Anthony Kipkoske Kimetto v Jackson Chelogoi [2012] KEHC 2086 (KLR)
Full Case Text
REPUBLIC OF KENYA
IN THE HIGH COURT OF KENYA AT NAKURU
CIVIL SUIT 97 OF 2008
ANTHONY KIPKOSKE KIMETTO..........................................................PLAINTIFF/RESPONDENT
VERSUS
JACKSON CHELOGOI.............................................................................DEFENDANT/APPLICANT
RULING
There are two applications being argued simultaneously. The Notice of Motion dated 1st November 2011 is made pursuant to the provisions of Order 2 Rule 15 (1) (b), (c) and (d) of the Civil Procedure Rules seeking that the plaintiff’s suit be dismissed with costs on grounds that the Respondent is no longer interested in the suit. The subject parcel CIS-MARA/ILMOTIOK/3992 is registered in the name of PRISCILLA CHEPKEMOI KIMETO and not the respondent and by dismissing this suit, valuable time for both the Judiciary and the parties, will be saved. The suit is described as scandalous, frivolous and vexatious.
It is supported by the affidavit sworn by the applicant in which he deposes that the land obviously does not belong to the Respondent, Title having issued to a the named PRISCILLA on 24/05/2011, then one month later, the Respondent decided to file suit. The filing of this suit is described as not being in good faith and this suit merits being dismissed.
The Respondent did not file any replying affidavit and/or grounds of opposition. The applicant’s counsel in his written submissions has urged this court to consider the application unopposed and grant the prayers sought.
With regard to the application dated 7/12/2011, the plaintiff seeks to be allowed to amend his plaint and the annexed amended plaint be deemed as properly filed.
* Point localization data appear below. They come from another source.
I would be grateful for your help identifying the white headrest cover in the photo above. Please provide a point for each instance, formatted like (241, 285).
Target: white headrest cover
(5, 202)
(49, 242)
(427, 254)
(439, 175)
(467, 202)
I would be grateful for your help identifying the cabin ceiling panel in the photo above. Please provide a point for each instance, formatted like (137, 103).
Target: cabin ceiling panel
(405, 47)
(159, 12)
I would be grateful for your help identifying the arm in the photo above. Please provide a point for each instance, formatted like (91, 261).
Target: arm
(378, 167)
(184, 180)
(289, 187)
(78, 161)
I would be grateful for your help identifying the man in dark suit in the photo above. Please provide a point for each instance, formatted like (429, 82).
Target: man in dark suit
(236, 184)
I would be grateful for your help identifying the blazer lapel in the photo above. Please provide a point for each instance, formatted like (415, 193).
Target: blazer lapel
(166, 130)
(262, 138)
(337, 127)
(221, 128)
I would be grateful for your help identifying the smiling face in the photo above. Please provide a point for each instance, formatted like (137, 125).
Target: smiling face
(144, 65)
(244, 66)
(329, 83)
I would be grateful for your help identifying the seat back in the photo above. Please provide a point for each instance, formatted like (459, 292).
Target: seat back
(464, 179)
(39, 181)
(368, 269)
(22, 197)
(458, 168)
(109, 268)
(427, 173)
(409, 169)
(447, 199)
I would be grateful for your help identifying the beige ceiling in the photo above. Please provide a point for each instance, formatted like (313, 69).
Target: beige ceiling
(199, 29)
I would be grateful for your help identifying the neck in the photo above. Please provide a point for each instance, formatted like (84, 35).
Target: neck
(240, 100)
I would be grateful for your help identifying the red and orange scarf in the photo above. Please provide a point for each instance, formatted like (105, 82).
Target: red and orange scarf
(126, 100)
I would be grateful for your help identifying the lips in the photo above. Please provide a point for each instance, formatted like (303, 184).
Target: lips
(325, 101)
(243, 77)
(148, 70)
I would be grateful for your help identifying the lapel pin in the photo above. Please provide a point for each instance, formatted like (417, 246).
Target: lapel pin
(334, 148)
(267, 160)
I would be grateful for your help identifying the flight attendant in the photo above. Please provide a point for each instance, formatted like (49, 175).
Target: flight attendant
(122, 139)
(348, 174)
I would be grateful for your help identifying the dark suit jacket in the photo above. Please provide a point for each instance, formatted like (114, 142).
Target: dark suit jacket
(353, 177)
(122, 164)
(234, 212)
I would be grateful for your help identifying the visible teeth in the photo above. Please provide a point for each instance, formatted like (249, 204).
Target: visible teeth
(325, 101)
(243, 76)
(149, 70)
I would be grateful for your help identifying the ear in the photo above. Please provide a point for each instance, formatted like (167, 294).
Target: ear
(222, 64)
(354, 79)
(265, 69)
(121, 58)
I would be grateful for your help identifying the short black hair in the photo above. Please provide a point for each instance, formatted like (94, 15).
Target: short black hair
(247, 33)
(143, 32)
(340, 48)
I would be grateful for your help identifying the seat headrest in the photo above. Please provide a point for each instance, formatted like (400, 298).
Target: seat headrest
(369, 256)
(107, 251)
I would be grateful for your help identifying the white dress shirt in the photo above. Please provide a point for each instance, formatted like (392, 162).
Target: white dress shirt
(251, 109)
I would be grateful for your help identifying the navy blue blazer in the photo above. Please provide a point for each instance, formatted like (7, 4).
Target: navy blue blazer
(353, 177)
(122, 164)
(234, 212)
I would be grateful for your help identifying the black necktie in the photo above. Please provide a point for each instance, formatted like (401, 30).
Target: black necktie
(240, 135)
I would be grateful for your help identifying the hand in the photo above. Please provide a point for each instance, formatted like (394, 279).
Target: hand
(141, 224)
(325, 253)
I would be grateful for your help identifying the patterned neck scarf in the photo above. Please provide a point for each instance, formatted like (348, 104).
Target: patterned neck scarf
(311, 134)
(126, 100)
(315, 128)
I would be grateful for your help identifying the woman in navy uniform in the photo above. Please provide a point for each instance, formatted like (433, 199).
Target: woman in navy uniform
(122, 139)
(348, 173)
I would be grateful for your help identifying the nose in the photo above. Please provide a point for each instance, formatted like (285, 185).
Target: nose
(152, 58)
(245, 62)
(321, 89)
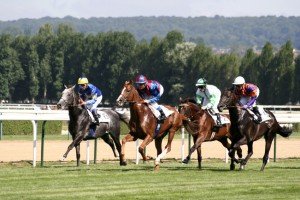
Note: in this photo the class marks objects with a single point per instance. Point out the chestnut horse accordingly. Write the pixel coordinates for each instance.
(200, 124)
(143, 124)
(247, 131)
(80, 122)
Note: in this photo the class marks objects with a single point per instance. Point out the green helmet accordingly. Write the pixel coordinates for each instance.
(201, 82)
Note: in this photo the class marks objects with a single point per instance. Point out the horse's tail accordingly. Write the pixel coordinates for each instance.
(285, 131)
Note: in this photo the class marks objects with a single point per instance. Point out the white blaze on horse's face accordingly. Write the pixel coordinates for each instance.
(120, 99)
(66, 99)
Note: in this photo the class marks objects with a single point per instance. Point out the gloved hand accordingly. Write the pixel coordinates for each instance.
(146, 101)
(209, 106)
(89, 102)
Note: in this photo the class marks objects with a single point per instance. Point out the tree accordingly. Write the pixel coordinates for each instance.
(10, 67)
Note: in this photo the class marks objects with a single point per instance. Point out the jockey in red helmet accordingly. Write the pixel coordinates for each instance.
(150, 91)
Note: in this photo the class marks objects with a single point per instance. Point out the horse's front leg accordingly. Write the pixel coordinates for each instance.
(199, 157)
(127, 138)
(250, 152)
(77, 147)
(196, 145)
(74, 143)
(268, 140)
(142, 147)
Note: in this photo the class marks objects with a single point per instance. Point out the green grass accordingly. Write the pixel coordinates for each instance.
(295, 135)
(107, 180)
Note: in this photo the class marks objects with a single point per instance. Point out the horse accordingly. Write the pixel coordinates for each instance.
(144, 125)
(200, 124)
(247, 131)
(80, 122)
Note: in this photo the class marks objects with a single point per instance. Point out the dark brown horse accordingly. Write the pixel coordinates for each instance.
(80, 122)
(143, 124)
(200, 124)
(246, 130)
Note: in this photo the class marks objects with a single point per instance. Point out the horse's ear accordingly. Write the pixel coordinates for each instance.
(180, 99)
(129, 82)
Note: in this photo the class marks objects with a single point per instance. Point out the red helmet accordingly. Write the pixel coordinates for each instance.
(141, 79)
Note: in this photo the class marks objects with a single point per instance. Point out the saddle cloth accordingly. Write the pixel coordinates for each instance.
(157, 113)
(224, 120)
(102, 116)
(264, 116)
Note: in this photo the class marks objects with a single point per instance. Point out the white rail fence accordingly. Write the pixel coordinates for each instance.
(34, 113)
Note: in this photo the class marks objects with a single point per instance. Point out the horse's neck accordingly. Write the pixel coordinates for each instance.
(76, 111)
(137, 111)
(234, 114)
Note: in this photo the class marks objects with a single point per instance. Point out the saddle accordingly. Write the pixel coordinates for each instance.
(102, 116)
(224, 120)
(264, 115)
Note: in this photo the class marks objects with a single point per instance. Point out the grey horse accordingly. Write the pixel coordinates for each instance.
(80, 122)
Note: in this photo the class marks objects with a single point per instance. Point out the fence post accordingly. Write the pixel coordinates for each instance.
(1, 130)
(42, 143)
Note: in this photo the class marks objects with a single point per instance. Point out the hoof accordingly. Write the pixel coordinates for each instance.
(185, 161)
(232, 167)
(62, 159)
(123, 163)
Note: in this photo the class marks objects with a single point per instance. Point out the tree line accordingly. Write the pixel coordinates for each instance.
(36, 67)
(218, 31)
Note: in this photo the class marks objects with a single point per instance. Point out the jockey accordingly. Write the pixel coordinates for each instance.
(90, 96)
(208, 96)
(150, 91)
(247, 94)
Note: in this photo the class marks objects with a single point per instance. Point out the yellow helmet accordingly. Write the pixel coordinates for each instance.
(83, 81)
The application is supported by an affidavit sworn by the plaintiff’s advocate DAVID MONGERI who deposes that after taking instructions from the plaintiff, it has become necessary to amend the pleadings, and unless the amendment is allowed, the plaintiff will be prejudiced.
This application is opposed on grounds that an amendment will not cure the situation for a party who has lost interest in the suit. In any case, the plaintiff lost his cause of action, the moment Title was issued to PRISCILLA. It is contended that the application for amendment is intended to defeat the application seeking to striking out the suit. It is also argued that there is no evidence that plaintiff’s counsel has received further instructions, and in any case, an advocate representing a litigant should not swear and file affidavits on behalf of their clients.
The applications were disposed off by way of written submissions, with the plaintiff’s counsel arguing that the application dated 1st November 2011 is premature and is made under the wrong provisions of the law as Order 2 Rule 15(3) is only applicable to an originating summons and petitions and not an application such as this one. Further, that the land under reference has not changed and justice will be served better by allowing the application dated 7th December 2011 which seeks an amendment.
In any event the provisions of Article 159 (1) (d)of the Constitution is clear that justice shall be administered without undue regard to procedural technicalities so the objection should not stand. In any event, the amendment will not cause any prejudice to the defendant. This suit was filed in the year 2008, and although it has not proceeded to substantive hearing, from the record, the file had been active especially in the year 2009. However in the year 2011, there was total inaction on the part of the plaintiff and the only life breathed into the file was the application filed by the defendant to strike out the suit. It was that application that jolted the plaintiff into action by filing the application dated 7th December 2012 – I have no doubt that the application was intended to stall the prayers sought by the defendant. This late application does not explain why for the entire period between 18/11/2009 – 1/11/2011 the plaintiff did not take any steps to have the suit heard. If the 2nd plaintiff has instructed counsel to amend the pleadings to include her, then certainly this has not been satisfactorily explained to this court, since there isn’t even an instruction note or letter annexed and the only reasonable inference I can draw is that the plaintiff is patching up its case on account of the issues raised by the defendant in the application and supporting affidavit. I am not persuaded that the plaintiff has any real interest in this matter, other than just to make sure the matter remains in court so as to vex the defendant.
As a result of the aforegoing, I find that the application dated 07/11/2011 is made in bad faith and I disallow it – it is dismissed and costs shall be borne by the plaintiff. The notice of motion dated 1st November, 2011 has merit is allowed with costs to be borne by plaintiff/Respondent.
Delivered and dated this 21st day of September, 2012 at Nakuru.